C.N. Douglas, comp. Forty Thousand Quotations: Prose and Poetical. 1917.
Authority
Even reproof, from authority ought to be grave, and not taunting.
There is no fettering of authority.
Self-possession is the backbone of authority.
A dog is obeyed in office.
Nothing is more gratifying to the mind of man than power of dominion.
Though authority be a stubborn bear, yet he is oft led by the nose with gold.
The love of power and the love of liberty are in eternal antagonism.
Every legitimate authority should respect its extent and its limits.
Authority, though it err like others, hath yet a kind of medicine in itself, that skins the vice of the top.
A man in authority is but as a candle in the wind, sooner wasted or blown out than under a bushel.
The reason why the simpler sort are moved by authority is the consciousness of their own ignorance.
God, who prepares His work through ages, accomplishes it, when the hour is come, with the feeblest instruments.
All authority must be out of a man’s self, turned***either upon an art, or upon a man.

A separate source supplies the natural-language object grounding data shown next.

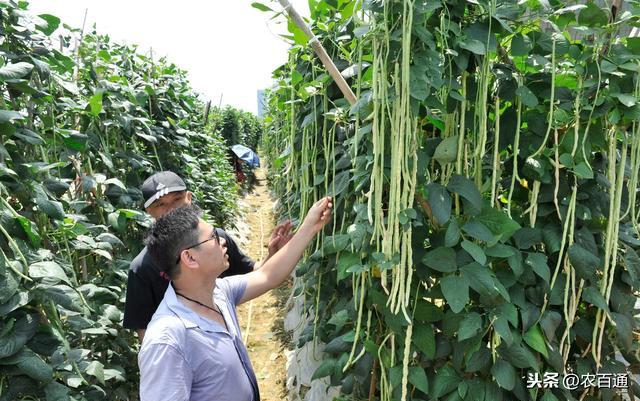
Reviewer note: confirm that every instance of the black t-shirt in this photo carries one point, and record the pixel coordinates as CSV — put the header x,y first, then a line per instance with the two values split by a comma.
x,y
146,283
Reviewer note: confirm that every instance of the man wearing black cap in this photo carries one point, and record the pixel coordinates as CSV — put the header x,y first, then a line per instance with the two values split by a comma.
x,y
146,284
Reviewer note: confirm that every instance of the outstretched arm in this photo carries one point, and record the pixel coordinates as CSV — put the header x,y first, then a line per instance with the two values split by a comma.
x,y
278,267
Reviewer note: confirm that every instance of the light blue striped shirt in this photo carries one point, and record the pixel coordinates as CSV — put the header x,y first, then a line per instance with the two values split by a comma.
x,y
185,356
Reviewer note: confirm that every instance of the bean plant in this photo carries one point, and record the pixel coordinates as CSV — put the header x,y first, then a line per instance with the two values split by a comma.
x,y
83,121
486,221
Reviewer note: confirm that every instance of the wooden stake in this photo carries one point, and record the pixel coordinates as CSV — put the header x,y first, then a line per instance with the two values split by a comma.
x,y
320,52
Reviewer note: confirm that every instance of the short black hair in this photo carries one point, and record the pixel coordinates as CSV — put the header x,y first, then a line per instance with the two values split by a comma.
x,y
170,234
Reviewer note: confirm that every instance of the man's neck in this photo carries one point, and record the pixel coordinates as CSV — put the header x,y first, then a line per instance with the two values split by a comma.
x,y
200,290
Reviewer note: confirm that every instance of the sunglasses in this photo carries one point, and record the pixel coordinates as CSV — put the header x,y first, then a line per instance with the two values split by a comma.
x,y
214,236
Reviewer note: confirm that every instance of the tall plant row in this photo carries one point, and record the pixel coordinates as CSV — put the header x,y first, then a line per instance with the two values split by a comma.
x,y
81,126
486,224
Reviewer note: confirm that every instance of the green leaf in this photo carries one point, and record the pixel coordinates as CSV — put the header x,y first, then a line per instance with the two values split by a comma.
x,y
51,24
456,291
498,222
31,230
592,16
9,116
261,7
96,369
442,259
31,364
418,378
424,339
326,368
538,263
49,270
346,261
339,184
440,203
445,381
15,71
475,251
95,102
478,231
594,297
474,46
22,331
469,326
467,189
533,337
505,374
527,97
447,150
584,261
51,208
335,243
452,235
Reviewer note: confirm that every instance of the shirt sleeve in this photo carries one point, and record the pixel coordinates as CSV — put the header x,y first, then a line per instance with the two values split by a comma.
x,y
138,305
164,374
239,262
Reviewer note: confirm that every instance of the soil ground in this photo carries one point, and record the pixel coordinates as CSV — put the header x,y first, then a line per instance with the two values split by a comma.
x,y
261,320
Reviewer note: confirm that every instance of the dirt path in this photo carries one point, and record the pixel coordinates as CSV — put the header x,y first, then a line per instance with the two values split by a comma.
x,y
261,319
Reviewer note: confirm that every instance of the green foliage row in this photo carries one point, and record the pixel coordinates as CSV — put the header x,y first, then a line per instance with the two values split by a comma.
x,y
79,132
510,131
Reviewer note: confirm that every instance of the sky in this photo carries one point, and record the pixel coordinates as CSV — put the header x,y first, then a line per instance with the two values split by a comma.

Authority is by nothing so much strengthened and confirmed as by custom; for no man easily distrusts the things which he and all men have been always bred up to.
There is nothing sooner overthrows a weak head than opinion of authority, like too strong a liquor for a frail glass.
Three means to fortify belief are experience, reason, and authority. Of these the more potent is authority; for belief upon reason or experience will stagger.
Mankind are apt to be strongly prejudiced in favor of whatever is countenanced by antiquity, enforced by authority, and recommended by custom.
An argument from authority is but a weak kind of proof,—it being but a topical probation, and an inartificial argument depending on naked asseveration.
Meek young men grow up in libraries, believing it their duty to accept the views which Cicero, which Locke, which Bacon have given; forgetful that Cicero, Locke, and Bacon were only young men in libraries when they wrote these books.
Authority is properly the servant of justice, and political powers are arbitrary and illegitimate if not based upon qualification for that service. This is the doctrine of the ethical derivation of authority or public power, as opposed to that of an unconditioned and inherent sovereignty.
Most of our fellow-subjects are guided either by the prejudice of education or by a deference to the judgment of those who perhaps in their own hearts disapprove the opinions which they industriously spread among the multitude.